移民阻止。世界が失笑した「トランプの壁」は物理的に可能なのか?

 

米国とメキシコの陸上・河川国境は3144キロに達するが、トランプ氏が1月25日の大統領令で定義した「壁」、つまり「警備され、切れ目がなく、通り抜けることのできない物理的障壁」は1キロもない。

一方、米国はメキシコ国境のうち1130キロに各種のフェンスを設置している。大部分は2006年の「セキュア・フェンス法」制定後に設置された。

歩行者用フェンスは、市街地や道路に近い合計619キロ以上の区間に、さまざまな種類のものが設置されている。深さ1メートル以上の基礎の上に、高さ6メートルの鉄格子が立てられ、それが警備用の道路をはさんで二重に立っている区間もあれば、ワイヤーカッターで簡単に切断できる金網フェンスの区間もある。

車両用フェンスのほうは、高さ1メートルほどの障害物で、人間なら簡単に乗り越えることができるが、密入国者が国境から歩いて米国の市街地や道路にたどり着くことが困難な砂漠など、合計484キロ以上の区間に設置されている。

既存のフェンスはトランプ氏の言う壁に該当しない。

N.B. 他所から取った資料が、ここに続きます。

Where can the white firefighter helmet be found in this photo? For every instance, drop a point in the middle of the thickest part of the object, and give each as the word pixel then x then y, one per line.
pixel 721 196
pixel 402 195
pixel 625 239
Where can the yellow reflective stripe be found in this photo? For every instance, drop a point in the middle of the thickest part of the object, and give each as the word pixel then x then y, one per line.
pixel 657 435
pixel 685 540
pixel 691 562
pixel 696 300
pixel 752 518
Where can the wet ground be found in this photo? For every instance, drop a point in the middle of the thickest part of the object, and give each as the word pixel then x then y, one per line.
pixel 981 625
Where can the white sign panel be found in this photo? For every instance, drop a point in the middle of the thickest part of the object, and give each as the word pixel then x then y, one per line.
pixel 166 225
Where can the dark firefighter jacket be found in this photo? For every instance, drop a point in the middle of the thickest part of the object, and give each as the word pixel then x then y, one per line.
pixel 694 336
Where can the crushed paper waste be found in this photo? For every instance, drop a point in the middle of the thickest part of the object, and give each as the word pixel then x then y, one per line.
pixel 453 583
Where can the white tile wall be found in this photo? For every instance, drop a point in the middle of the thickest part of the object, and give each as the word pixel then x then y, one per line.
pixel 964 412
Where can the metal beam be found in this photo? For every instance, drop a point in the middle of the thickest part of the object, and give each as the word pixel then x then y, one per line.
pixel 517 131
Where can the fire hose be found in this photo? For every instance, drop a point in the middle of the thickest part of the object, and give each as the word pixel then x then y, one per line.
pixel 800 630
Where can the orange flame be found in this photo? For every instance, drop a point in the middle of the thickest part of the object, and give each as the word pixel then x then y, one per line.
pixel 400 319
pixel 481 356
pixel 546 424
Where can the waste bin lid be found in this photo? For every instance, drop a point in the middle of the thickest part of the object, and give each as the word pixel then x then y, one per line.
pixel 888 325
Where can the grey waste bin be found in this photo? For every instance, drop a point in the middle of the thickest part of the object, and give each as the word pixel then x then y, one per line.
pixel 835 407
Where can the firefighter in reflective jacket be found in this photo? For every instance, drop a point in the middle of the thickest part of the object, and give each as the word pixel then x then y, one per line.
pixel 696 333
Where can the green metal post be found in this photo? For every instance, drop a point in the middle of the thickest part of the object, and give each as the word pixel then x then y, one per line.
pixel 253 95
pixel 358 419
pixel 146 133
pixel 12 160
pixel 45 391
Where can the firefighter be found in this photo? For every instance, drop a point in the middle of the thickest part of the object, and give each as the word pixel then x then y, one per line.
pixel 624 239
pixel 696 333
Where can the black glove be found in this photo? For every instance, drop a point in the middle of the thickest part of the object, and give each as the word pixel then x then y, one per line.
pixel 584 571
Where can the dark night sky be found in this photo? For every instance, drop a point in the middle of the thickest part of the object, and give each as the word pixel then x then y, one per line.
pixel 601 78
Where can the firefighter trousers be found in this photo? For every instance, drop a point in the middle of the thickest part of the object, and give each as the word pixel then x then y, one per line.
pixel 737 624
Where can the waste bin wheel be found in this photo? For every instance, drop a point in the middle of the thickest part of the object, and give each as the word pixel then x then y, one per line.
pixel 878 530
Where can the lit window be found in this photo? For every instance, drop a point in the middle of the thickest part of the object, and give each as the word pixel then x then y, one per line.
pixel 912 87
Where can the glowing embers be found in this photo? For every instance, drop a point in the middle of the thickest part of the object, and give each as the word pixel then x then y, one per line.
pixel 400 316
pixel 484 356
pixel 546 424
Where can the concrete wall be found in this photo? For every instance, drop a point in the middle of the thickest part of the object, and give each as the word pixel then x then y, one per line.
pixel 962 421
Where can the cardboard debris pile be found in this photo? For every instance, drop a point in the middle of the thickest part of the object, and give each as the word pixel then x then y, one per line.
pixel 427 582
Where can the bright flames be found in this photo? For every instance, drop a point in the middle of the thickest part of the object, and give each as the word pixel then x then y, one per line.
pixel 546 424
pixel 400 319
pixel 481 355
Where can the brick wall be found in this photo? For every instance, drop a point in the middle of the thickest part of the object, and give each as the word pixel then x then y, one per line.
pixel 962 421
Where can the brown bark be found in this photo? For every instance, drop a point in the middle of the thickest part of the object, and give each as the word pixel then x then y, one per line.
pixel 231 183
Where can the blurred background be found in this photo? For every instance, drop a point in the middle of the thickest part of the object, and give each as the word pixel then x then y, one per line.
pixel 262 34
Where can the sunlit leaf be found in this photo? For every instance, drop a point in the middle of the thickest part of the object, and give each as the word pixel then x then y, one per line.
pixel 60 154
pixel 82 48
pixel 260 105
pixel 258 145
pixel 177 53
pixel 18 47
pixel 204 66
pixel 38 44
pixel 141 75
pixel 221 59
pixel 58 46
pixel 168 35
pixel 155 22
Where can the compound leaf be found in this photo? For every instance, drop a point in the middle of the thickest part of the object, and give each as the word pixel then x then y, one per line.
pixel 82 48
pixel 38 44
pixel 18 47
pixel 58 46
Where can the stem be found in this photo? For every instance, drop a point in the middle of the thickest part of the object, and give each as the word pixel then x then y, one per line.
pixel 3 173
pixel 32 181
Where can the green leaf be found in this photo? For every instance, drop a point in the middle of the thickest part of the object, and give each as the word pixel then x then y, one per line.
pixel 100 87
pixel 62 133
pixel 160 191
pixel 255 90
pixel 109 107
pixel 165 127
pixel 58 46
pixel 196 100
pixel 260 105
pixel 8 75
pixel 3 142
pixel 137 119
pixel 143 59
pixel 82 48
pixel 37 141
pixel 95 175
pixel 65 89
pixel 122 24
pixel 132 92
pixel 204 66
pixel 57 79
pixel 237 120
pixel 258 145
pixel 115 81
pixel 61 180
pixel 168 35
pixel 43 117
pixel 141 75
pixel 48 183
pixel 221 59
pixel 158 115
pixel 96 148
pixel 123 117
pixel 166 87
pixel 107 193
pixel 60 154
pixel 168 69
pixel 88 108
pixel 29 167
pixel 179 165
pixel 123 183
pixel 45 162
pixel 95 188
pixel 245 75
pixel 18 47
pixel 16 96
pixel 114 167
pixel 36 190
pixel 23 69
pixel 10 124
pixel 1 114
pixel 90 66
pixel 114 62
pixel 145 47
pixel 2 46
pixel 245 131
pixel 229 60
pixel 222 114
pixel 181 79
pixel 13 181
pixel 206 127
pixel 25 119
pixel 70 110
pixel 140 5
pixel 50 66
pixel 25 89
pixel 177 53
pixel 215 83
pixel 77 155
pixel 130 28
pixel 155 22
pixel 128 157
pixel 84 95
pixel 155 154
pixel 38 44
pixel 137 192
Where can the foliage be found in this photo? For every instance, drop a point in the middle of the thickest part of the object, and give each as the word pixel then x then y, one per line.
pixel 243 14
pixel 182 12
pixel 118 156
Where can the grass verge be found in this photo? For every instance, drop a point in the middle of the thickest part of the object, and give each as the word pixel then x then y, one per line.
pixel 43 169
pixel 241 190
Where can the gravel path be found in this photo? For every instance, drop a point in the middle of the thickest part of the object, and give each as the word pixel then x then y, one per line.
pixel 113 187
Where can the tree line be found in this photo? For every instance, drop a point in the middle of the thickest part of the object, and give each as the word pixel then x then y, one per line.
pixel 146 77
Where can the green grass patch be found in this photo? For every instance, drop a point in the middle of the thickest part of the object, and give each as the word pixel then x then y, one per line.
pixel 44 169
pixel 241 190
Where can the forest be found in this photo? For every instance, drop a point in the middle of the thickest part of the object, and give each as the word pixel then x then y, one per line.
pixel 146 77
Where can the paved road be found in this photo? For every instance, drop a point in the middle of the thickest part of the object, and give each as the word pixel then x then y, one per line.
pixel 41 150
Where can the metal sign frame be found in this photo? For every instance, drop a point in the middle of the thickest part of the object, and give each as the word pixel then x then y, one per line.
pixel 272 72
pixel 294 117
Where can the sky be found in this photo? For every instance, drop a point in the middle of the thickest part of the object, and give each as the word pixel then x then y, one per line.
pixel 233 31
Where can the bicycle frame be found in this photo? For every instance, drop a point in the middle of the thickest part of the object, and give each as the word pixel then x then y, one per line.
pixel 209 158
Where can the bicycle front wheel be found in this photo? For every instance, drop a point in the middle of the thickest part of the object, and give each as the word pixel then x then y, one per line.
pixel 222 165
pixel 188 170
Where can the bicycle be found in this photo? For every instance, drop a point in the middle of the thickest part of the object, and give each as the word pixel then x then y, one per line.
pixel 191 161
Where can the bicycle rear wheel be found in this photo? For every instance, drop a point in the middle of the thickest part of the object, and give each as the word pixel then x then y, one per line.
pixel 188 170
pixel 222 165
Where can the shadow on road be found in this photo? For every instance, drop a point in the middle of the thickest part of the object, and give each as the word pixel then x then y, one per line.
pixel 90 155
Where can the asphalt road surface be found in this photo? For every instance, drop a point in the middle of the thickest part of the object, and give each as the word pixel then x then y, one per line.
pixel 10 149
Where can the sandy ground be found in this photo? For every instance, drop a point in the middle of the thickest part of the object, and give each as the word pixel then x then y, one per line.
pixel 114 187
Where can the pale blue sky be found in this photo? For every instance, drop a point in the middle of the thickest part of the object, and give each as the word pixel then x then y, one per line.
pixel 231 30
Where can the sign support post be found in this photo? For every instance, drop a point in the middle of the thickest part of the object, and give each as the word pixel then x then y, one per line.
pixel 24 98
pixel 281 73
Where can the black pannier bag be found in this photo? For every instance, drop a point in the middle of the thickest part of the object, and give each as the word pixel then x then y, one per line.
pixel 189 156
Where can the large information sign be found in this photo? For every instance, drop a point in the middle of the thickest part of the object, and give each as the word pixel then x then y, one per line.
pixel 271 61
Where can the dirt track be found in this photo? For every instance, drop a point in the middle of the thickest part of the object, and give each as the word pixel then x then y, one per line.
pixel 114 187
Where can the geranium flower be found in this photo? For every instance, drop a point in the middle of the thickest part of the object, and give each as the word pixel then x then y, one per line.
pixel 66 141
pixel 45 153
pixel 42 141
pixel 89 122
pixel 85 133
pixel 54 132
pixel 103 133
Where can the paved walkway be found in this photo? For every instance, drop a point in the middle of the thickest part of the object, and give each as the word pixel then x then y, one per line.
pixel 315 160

トランプ氏は、「高さ35‐40フィート(11-12メートル)のプレキャストコンクリートの壁は、建設費約80億ドル(9200億円)」と言ったこともあれば、壁の高さを「65フィート(20メートル)」と言ったこともある。また、トランプ氏は、自らの考えを「フェンス」と表現した記者に対し、「本物の壁を築く」と訂正している。

トランプ氏が挙げる建設費の数字は、プレキャストコンクリート業界団体が示したものだが、壁を築く場合の工費のごく一部でしかない。これまで車両用フェンスも設置されていない区間では、まず現場へ部材を運ぶための道路から整備する必要があるし、そのような区間には山地など道路工事が困難な地形が少なくないからだ。

国境から米国の道路まで歩いて1日以上かかるような区間では、鉄塔上のセンサーや、無人航空機の定期的なパトロール飛行で密入国者を発見してから、国境警備隊が最寄りの道路で待機すれば、身柄を確保することができるので、フェンスは設置されていない。